That both stories end inconclusively connotes the ability for women to embody contradictions and ambiguity. This, in my opinion, is what makes women different from men. While the male identity is stable and fixed, the female identity can be negotiated and renegotiated, just like how Gilman's protagonist constantly tries to interpret the wallpaper, first as an "artistic sin" (117), then as a face with "unblinking eyes" (119), "fungus" (123) and finally as women trying to escape (126). Mrs. Sommers embodies contradictions too when she is a poor woman surrounded by wealthy people, yet creating "no surprise" (155) with her appearance. As Treichler astutely observes," Woman is both passive and active, subject and object, sane and mad" (74). It is impractical to compete with males on their platform, because it only supports the binaries that patriarchy upholds. Instead, it will be more productive to engage in a discourse that accepts the female's inherent duality, because by doing so, gender lines are blurred and patriarchy is displaced.

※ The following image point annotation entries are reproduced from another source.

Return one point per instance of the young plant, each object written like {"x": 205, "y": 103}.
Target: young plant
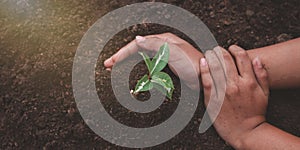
{"x": 156, "y": 79}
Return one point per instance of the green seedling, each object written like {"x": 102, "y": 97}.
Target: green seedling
{"x": 156, "y": 79}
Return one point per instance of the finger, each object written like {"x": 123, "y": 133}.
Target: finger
{"x": 261, "y": 75}
{"x": 151, "y": 43}
{"x": 230, "y": 69}
{"x": 123, "y": 53}
{"x": 243, "y": 61}
{"x": 207, "y": 81}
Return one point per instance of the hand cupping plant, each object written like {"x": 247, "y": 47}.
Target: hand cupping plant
{"x": 156, "y": 79}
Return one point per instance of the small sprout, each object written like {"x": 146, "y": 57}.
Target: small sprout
{"x": 156, "y": 79}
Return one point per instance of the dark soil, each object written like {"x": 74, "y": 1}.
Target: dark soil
{"x": 38, "y": 41}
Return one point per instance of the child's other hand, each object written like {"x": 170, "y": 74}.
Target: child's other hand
{"x": 246, "y": 95}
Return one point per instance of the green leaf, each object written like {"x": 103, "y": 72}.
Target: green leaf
{"x": 147, "y": 61}
{"x": 165, "y": 81}
{"x": 160, "y": 60}
{"x": 143, "y": 84}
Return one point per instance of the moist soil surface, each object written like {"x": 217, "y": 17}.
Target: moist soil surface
{"x": 38, "y": 41}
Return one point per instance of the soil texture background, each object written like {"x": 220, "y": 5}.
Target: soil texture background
{"x": 38, "y": 41}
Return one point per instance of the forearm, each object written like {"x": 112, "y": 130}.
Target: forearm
{"x": 282, "y": 62}
{"x": 268, "y": 137}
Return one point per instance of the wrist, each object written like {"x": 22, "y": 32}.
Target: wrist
{"x": 243, "y": 137}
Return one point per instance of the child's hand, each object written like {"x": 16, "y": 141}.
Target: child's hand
{"x": 184, "y": 58}
{"x": 246, "y": 95}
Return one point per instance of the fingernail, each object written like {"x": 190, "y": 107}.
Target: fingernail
{"x": 140, "y": 39}
{"x": 203, "y": 62}
{"x": 257, "y": 62}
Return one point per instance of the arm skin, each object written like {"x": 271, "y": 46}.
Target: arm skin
{"x": 239, "y": 123}
{"x": 282, "y": 62}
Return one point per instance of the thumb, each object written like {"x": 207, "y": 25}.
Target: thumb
{"x": 149, "y": 43}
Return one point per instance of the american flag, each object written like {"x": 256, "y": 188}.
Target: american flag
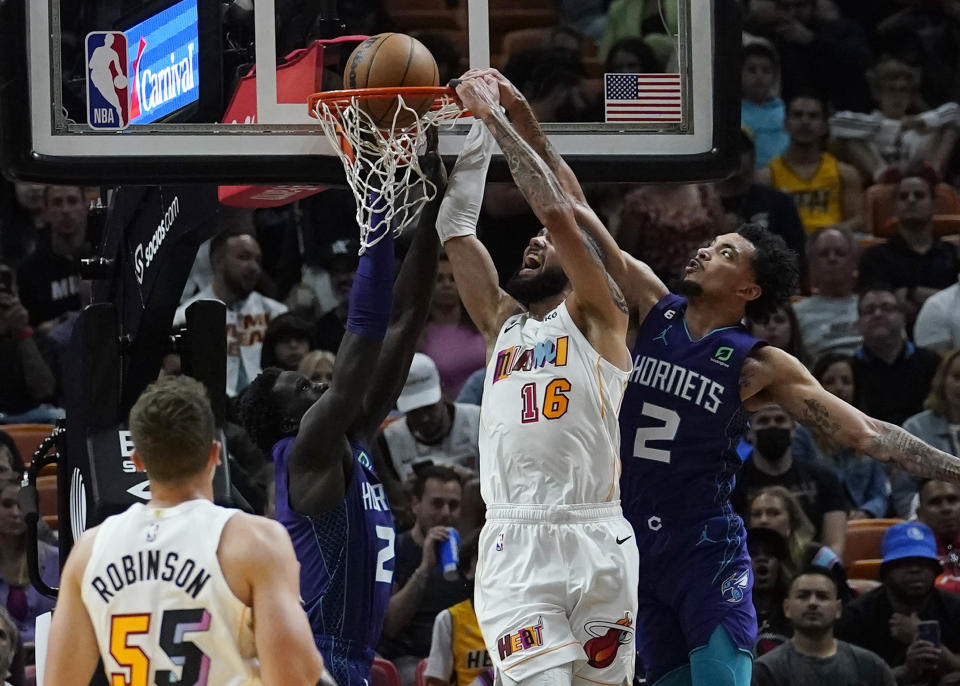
{"x": 643, "y": 98}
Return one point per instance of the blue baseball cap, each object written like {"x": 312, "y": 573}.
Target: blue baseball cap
{"x": 909, "y": 540}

"The Yellow Wallpaper" and "A Pair of Silk Stockings" essentially protest against male exclusivity. Both stories highlight the oppression of women through the male institution as epitomized by marriage. The inconclusive resolution of both stories hints at possibilities for change. Both stories criticize marriage, and portray it as oppressive and disempowering for the female. For the texts to be interpreted correctly as a critique of marriage and patriarchy, it is crucial to examine the seemingly arbitrary endings that hint at the futility of resistance. The central difference that celebrates women is her ability to embody the binaries that patriarchy asserts. By embodying it, not only does she appropriate it, she displaces patriarchy and exposes its vulnerability.
Works Cited
Belsey, Catharine, and Jane Moore, eds. "Introduction: The Story So Far". The Feminist Reader. London: Macmillan Press Ltd, 1997.
Ford, Karen. "'The Yellow Wallpaper' and Women's Discourse". Tulsa Studies in Women's Literature. Vol. 4, No. 2, pp 309-314. JSTOR. 29 Oct. 2007. < http://links.jstor.org/sici? sici=0732- 7730%28198523%294%3A2%3C309%3A%22YWAWD%3E2.0.CO%3 B2 -D>
Jacobus, Mary. "The Difference of View". The Feminist Reader. Eds. Catharine Belsey and Jane Moore. London: Macmillan Press Ltd, 1997.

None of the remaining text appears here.